Schema Alignment & Data Integrity

BIM-to-GIS translation fails most often at the schema boundary. IFC organizes metadata through nested entity relationships (IfcPropertySetDefinition, IfcPropertySingleValue, IfcPropertyEnumeratedValue), whereas GeoJSON expects a flat properties object per feature. Deterministic key generation prevents collisions when multiple property sets share identical property names. Prefixing keys with their parent set name (e.g., FireRating_WallAssembly instead of just FireRating) guarantees collision-free ingestion into PostGIS, QGIS, or web mapping stacks.

Null handling is equally critical. IFC frequently omits optional attributes rather than writing explicit NULL. The normalization routine above explicitly checks for None and preserves null in JSON output, which prevents type-casting errors in downstream ETL pipelines. For teams standardizing modern civil and rail workflows, reviewing the IFC4x3 Schema Mapping documentation clarifies how extended infrastructure entities structure property sets differently than traditional building elements. This foundation aligns directly with broader Core Format Fundamentals & Schema Mapping principles that govern cross-platform data translation and prevent attribute loss during format conversion.

Coordinate Transformation & CRS Handling

GeoJSON strictly requires longitude/latitude coordinates in WGS84 (EPSG:4326). IFC files, however, store geometry in arbitrary local grids, survey coordinates, or projected systems (EPSG:27700, EPSG:32633, etc.). Blindly exporting IFC coordinates to GeoJSON will place assets in the Gulf of Guinea or scatter them across incorrect map tiles.
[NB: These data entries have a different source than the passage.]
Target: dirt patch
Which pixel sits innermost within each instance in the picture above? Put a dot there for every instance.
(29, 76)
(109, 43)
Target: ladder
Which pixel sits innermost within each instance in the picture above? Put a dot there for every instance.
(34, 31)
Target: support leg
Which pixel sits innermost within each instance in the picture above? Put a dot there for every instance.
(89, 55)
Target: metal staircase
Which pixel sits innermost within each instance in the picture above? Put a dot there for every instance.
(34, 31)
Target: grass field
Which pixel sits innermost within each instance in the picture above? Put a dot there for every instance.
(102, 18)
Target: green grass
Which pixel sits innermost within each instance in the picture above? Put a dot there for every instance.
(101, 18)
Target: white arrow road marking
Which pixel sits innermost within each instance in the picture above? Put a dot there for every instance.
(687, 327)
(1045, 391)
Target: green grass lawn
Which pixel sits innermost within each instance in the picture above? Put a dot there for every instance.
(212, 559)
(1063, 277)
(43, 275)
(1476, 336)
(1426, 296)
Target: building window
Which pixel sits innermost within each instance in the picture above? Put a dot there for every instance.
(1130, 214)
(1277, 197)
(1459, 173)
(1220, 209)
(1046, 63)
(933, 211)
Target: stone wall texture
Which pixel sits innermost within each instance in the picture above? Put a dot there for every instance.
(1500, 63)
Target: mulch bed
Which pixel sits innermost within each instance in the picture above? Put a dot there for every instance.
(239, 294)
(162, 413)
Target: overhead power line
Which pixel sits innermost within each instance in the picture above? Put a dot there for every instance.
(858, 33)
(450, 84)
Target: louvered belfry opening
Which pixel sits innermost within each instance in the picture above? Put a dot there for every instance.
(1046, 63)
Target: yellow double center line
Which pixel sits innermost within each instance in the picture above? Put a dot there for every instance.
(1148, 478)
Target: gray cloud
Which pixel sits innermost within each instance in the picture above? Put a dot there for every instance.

Production pipelines must:

1. Read the IFC IfcProject → IfcGeometricRepresentationContext → TrueNorth and WorldCoordinateSystem to identify the source CRS.
2. Use pyproj.Transformer to convert coordinates before GeoJSON assembly.
3. Apply the crs member only as a legacy fallback; modern GeoJSON parsers assume EPSG:4326 by default.

For authoritative guidance on coordinate system handling in geospatial data exchange, consult the GeoJSON specification and the IfcOpenShell Python code examples. Always validate transformed coordinates against known survey control points before bulk serialization.

Performance Considerations for Large Models

Infrastructure IFC files frequently exceed 500MB and contain hundreds of thousands of elements. Iterating ifc.by_type() and traversing IsDefinedBy per element scales linearly but can bottleneck memory. Optimize by:

• Using ifcopenshell.util.element.get_pset() for cached property lookups.
• Filtering elements early with ifc.get_inverse() or pre-indexed GUID maps.
• Streaming GeoJSON output via ijson or chunked FeatureCollection writes instead of holding the entire object in RAM.
• Disabling IFC geometry parsing (ifcopenshell.open(..., settings={"load_geometry": False})) when only metadata mapping is required.